De docinho de coco a terrorista

quinta-feira, 24 maio 2012, 15:15 | Tags: , , , , , , , | 2 comentários
Postado por Fábio Betti 

Muitas pessoas dizem que sou amoroso, sensível, inteligente, simpático, educado, cuidadoso, entre outras qualidades que fazem meu ego inflar feito um balão. E não estou de sacanagem, não. É isso mesmo que elas falam. Com uma certa dificuldade de quem costuma se ruborizar quando recebe elogios, reconheço que, se é assim que as pessoas me veem, eu também devo ser isso. Mas onde há luz, não tem jeito, tem sombra, muita sombra…

Às vezes, brinco com minha mulher perguntando se não sou um docinho de coco. Será que preciso dizer qual é a resposta dela? Acho que ninguém nos conhece tanto quanto o companheiro que escolhemos para dividir um teto – claro, tem a mãe, mas mães costumam viver no mundo da fantasia quando o assunto são seus filhos. Façamos, no entanto, jus à fama de bonzinho: minha mulher também reconhece que sou um docinho de côco, mas nem sempre… nem sempre reconhece e, bem, nem sempre estou num momento assim docinho de coco.

Basta que eu sinta cheiro de injustiça no ar para me enrolar no xale da doida, como costumava dizer uma amiga baiana para descrever seus momentos de ira. E, como a injustiça está longe de ser um valor universal, não raras vezes sou eu o maior injusto. Depois que passa o acesso de fúria e consigo levar oxigênio de novo ao cérebro, me pergunto justamente sobre o que é que me provocou reação tão violenta. É CALARO que os motivos são variados, mas creio que consegui identificar um padrão que se repete em todos os eventos: chamo ele de “cultura do ou”. Ouço alguém dizer algo mais ou menos assim: “OU você pensa como eu OU não é meu amigo/não está certo/é ignorante/etc”. E aí o leão dentro de mim ruge como se não houvesse amanhã. Imagina o pega pra capar que vem na sequência! De docinho de côco, de repente, transformo-me em terrorista, o homem-bomba que não tem medo de nada e só tem olhos para seu objetivo: destruir as igrejas que se outorgam donas da verdade.

Não estou falando (só) de religião. Falo das escolas, empresas, enfim, de qualquer organização de pessoas que se reúna para definir o que é certo ou errado – um pequeno grupo de “iluminados” que se apropria do conhecimento, deturpando-o para defender seus próprios interesses, sejam financeiros ou de status.

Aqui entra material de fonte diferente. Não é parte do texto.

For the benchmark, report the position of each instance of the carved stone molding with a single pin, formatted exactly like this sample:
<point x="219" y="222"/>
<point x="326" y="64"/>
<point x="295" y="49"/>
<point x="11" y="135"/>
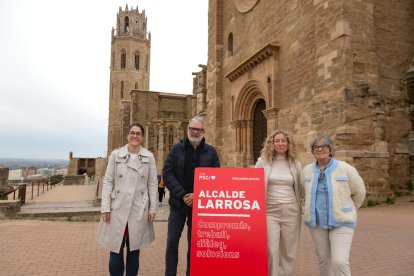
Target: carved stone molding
<point x="244" y="6"/>
<point x="263" y="54"/>
<point x="271" y="113"/>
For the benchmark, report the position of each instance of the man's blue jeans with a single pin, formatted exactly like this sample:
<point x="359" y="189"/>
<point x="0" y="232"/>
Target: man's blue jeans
<point x="116" y="261"/>
<point x="176" y="221"/>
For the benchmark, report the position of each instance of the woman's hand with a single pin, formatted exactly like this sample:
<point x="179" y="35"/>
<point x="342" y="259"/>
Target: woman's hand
<point x="151" y="217"/>
<point x="188" y="199"/>
<point x="106" y="217"/>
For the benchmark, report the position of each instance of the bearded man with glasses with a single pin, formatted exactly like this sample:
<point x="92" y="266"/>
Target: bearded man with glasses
<point x="184" y="157"/>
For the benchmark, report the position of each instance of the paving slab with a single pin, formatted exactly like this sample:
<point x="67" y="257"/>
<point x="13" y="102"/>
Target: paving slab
<point x="383" y="245"/>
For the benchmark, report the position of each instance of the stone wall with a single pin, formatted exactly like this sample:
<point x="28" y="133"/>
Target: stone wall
<point x="336" y="68"/>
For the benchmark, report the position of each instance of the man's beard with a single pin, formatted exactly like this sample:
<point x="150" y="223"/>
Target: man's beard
<point x="195" y="140"/>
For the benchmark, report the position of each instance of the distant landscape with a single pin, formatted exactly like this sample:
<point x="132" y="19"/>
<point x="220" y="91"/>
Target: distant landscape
<point x="17" y="163"/>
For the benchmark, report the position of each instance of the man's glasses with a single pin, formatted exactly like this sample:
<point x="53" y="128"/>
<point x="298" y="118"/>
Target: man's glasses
<point x="195" y="129"/>
<point x="136" y="134"/>
<point x="321" y="147"/>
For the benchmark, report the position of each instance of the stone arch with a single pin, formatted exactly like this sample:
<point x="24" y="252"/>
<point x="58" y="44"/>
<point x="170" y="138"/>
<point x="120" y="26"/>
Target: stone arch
<point x="245" y="114"/>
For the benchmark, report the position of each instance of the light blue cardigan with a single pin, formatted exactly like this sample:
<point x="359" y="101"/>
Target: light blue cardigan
<point x="346" y="193"/>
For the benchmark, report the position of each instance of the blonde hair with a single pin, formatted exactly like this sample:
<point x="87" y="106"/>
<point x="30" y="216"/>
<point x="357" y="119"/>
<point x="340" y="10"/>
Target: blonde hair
<point x="268" y="153"/>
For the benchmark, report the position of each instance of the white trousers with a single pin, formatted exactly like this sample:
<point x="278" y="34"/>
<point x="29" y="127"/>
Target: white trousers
<point x="283" y="234"/>
<point x="332" y="248"/>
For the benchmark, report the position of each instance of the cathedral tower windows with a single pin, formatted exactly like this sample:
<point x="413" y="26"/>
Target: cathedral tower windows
<point x="123" y="59"/>
<point x="136" y="61"/>
<point x="126" y="24"/>
<point x="230" y="45"/>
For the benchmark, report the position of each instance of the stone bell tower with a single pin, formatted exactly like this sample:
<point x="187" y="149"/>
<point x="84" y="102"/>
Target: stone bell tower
<point x="130" y="69"/>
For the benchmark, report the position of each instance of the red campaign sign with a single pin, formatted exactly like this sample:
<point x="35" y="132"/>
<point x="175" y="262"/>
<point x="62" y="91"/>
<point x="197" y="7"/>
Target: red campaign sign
<point x="228" y="234"/>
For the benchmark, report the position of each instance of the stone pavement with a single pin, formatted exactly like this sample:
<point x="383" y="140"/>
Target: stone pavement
<point x="383" y="245"/>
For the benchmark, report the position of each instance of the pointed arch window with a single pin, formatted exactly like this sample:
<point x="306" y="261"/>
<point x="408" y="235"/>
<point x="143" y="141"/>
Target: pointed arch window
<point x="230" y="45"/>
<point x="126" y="24"/>
<point x="123" y="59"/>
<point x="113" y="61"/>
<point x="136" y="61"/>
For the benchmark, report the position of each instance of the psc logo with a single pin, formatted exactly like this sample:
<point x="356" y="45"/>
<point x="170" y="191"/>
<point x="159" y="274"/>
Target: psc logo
<point x="206" y="177"/>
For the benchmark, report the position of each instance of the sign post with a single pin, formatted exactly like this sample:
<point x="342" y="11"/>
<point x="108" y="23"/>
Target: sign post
<point x="228" y="234"/>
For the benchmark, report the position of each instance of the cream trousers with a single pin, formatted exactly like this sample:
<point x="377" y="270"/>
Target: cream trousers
<point x="283" y="234"/>
<point x="332" y="248"/>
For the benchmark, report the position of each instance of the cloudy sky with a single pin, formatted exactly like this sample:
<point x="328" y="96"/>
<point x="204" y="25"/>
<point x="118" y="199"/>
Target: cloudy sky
<point x="54" y="69"/>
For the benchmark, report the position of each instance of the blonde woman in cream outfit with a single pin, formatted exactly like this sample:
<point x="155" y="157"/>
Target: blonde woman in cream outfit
<point x="283" y="208"/>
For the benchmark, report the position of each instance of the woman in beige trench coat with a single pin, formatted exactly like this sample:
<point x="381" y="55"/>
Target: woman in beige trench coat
<point x="129" y="203"/>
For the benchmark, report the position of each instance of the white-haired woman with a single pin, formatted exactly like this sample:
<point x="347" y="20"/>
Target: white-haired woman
<point x="282" y="174"/>
<point x="333" y="192"/>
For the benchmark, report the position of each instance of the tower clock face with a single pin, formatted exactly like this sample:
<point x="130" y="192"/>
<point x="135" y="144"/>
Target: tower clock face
<point x="244" y="6"/>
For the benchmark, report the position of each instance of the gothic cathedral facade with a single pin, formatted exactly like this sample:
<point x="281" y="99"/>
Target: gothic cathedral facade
<point x="338" y="68"/>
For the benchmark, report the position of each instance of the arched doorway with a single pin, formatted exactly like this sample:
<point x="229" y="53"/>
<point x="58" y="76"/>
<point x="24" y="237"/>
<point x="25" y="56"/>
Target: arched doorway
<point x="259" y="128"/>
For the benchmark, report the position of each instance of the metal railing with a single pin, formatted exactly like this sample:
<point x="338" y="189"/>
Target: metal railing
<point x="37" y="187"/>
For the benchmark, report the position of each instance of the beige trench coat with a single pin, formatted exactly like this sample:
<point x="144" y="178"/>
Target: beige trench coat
<point x="128" y="192"/>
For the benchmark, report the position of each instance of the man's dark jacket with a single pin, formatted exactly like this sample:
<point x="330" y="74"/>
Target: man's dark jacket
<point x="173" y="170"/>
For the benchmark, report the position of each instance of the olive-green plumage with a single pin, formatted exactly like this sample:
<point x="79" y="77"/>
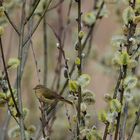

Nunca ouvi o Dalai Lama se vangloriar de seu caminho espiritual. Um yogui não se anuncia yogui, ele simplesmente é. E, ao ser, sabe tratar-se de uma escolha que é sua e só sua – uma escolha, portanto, que não deve ser imposta a ninguém. Quem se julga e, pior, quem propaga estar à frente em qualquer caminho, não merece o meu respeito. Considerar-se superior a qualquer outro é só mais um disfarce para camuflar a “cultura do ou”.

Apesar do paradoxo do que vou dizer agora, a única coisa que não tolero é a intolerância, a não aceitação de que vivemos não no universo, mas num multiverso. Cada um enxerga o mundo de uma forma absolutamente particular. Todos os ângulos são necessários para se enxergar o que quer que seja. Neste aspecto, acredito que, quanto mais pontos de vista conseguirmos aceitar como verdades, mais próximos, talvez, estaremos, de algo que se possa realmente chamar de verdade. A coerência do ponto está na visão panorâmica. Ou não.

2 comentários para “De docinho de coco a terrorista”

  • Gilceana Galerani disse:

    Fabio, sensacional. Só tenho medo desse paradoxo da intolerância contra a intolerância. A firmeza em torno de uma só ideia tb não ajuda a formar as controvérsias? O jeito radical do outro não nos obriga a pensar na opinião dele, o que pode levar ao caminho da tese – antitese? Sei lá… Elocubrações!

  • Fabio Betti disse:

    Pois é, Gil, esse paradoxo da intolerância contra a intolerância é um tremendo perigo. Só mostra que eu também tenho meu lado radical e inflexível…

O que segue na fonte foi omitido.